General Order 62 of the 4th May 1926 concerned the Emergency Regulations of 1926 and instructions for 50 Hertfordshire Police Officers, made up of three Inspectors, seven Sergeants and 40 Constables, to be on standby should the Secretary of State call upon the County Force to draft men elsewhere at short notice. These included officers from A,B,C, D and E Divisions. Orders for equipment and clothing would be issued if and when necessary, but the men were advised that they would require some sort of haversack. Albert was one of the Constables named in the list. There is no record that Albert was called upon.
Qualification To Sergeant, Promotion And A Transfer.
General Order 12 of 19th January 1927 announced the results of the Promotion Examination for Constable to Sergeant held on the 18th December 1926. Albert was one of 23 successful candidates.
General Order 15 of the 22nd January 1927 then announced that from the 27th January 1927 Albert was being promoted to Acting Sergeant.
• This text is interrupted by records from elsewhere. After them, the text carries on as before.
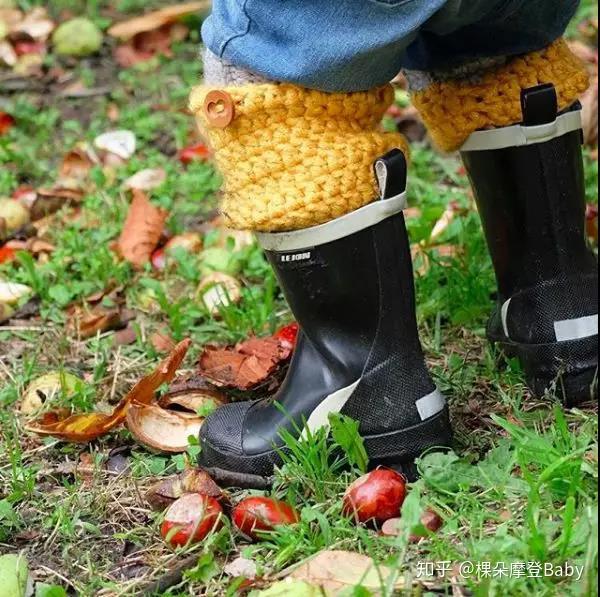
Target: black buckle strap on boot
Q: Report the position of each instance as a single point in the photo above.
(391, 172)
(529, 186)
(349, 285)
(539, 105)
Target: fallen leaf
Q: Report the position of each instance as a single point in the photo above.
(246, 365)
(142, 230)
(156, 19)
(591, 222)
(195, 399)
(77, 163)
(12, 292)
(335, 570)
(146, 180)
(218, 290)
(87, 323)
(161, 429)
(126, 336)
(88, 426)
(77, 37)
(445, 220)
(241, 568)
(45, 388)
(188, 241)
(121, 143)
(163, 493)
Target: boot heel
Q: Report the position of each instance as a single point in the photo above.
(545, 369)
(399, 449)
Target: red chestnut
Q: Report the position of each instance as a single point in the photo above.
(262, 514)
(190, 519)
(288, 334)
(376, 496)
(7, 254)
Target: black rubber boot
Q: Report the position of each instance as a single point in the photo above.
(349, 284)
(529, 186)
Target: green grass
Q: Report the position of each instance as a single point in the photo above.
(519, 487)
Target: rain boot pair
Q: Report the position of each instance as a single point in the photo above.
(324, 189)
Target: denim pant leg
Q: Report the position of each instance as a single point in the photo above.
(351, 45)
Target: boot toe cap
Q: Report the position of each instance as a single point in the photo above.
(223, 429)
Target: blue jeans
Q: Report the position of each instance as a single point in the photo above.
(350, 45)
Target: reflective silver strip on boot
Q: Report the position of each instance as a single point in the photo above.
(576, 328)
(519, 135)
(348, 224)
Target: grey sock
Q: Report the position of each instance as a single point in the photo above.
(470, 71)
(220, 72)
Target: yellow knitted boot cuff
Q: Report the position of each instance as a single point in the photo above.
(293, 157)
(453, 109)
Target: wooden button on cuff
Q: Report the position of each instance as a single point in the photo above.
(218, 108)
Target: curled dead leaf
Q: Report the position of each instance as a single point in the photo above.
(163, 493)
(86, 323)
(12, 292)
(142, 230)
(146, 180)
(156, 19)
(161, 429)
(88, 426)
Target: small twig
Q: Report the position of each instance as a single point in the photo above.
(171, 578)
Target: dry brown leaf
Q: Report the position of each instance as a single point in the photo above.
(156, 19)
(192, 480)
(162, 429)
(335, 570)
(77, 163)
(8, 55)
(142, 230)
(246, 365)
(161, 342)
(218, 290)
(88, 426)
(48, 201)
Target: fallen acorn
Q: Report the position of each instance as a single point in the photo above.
(190, 519)
(161, 429)
(255, 514)
(192, 480)
(376, 496)
(194, 153)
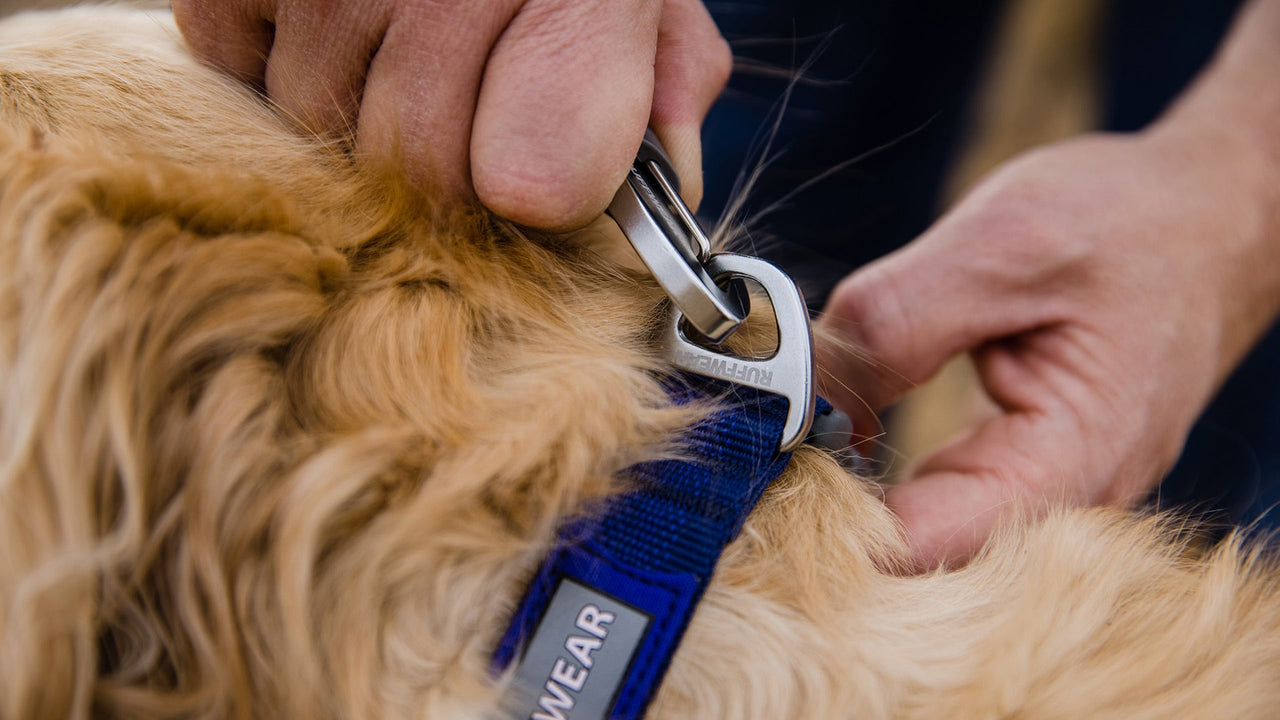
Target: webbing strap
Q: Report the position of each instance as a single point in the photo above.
(603, 616)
This brought an increase of pay to £5/0/0 per week.
General Order 16 of the 22nd January 1927 unsurprisingly informed Albert that from the 3rd February 1927 he was being transferred from B Division at Letty Green to R Division at Headquarters to occupy the house vacated by Sergeant Calcutt. The Electoral Rolls of 1927 to 1929 list Albert and Elizabeth Day as living at the Constabulary Cottages, Hatfield.
Albert was awarded pay increases from £5/0/0 to £5/2/6 per week from the 27th January 1928 and from £5/2/6 to £5/5/0 per week from the 27th January 1929,
On the 20th December 1929 Albert was transferred from R Division at Headquarters to C Division at Watford. The 1930 Electoral Roll lists Albert and Elizabeth Day as living at the Police Station St Albans Road, Watford.
Albert was awarded pay increases from £5/5/0 to £5/7/6 per week from the 27th January 1930, from £5/7/6 to £5/10/0 per week from the 27th January 1931 and from £5/10/0 to £5/12/6 per week from the 27th January 1932.
On the 31st March 1937 Albert was transferred from C Division at Watford to A Division at Buntingford. The 1939 Register records Albert and Elizabeth Day as living at the Police Station, High Street, Braughing.
There is a comment in the margin of Albert’s Record Sheet: “No street duty on account of war”, signed W.R. West Supt. but there is no explanation for this.
In Hot Water.
On the 27th June 1940 the Chief Constable reduced Albert to the rank of Constable with pay at £4/10/0 per week for knowingly making a false statement on a principal complaint together with execution of service received from Chief Constable Elgin in respect of a John George Murray of Coles Park, Buntingford, relating to an offence contravening Article 62 of the Defence (General) Regulations 1939.
A Final Transfer.
On the 8th July 1940 Albert was transferred from A Division at Buntingford to E Division at Stevenage. On the 27th June 1941 he was awarded an increase in pay from £4/10/0 to £4/12/6 per week.
Between the 26th February and the 1st March 1942, he was off sick with an injury to a hand which was recorded as an injury on duty. On the 27th June 1942 he was awarded a pay increase from £4/12/6 to £4/15/0 per week.
On the 1st August 1942 Albert was promoted to Sergeant again and received a pay increase to £5/0/0 per week. On the 30th October 1942 he was granted an allowance of £5/12/6.
Albert received four further pay increases beginning on the 1st August 1943 to £5/2/6, then from the 1st August 1944 to £5/5/0, then from the 1st April 1945 to £6/14/0 and finally from the 1st August 1945 to £6/17/0.
Retirement And Life After The Police.
On the 31st December 1945 retired as a Sergeant on pension on completion of his service on a superannuation of £238/2/5.
His Police Service Records shows that for a while he lived at Marine House, Fore Street, Beer, Devon.
On the 5th July 1976 Albert Thomas Day, a retired Police Sergeant of 14, Peagen Flats, Townsend, Beer, Seaton, Devon, died.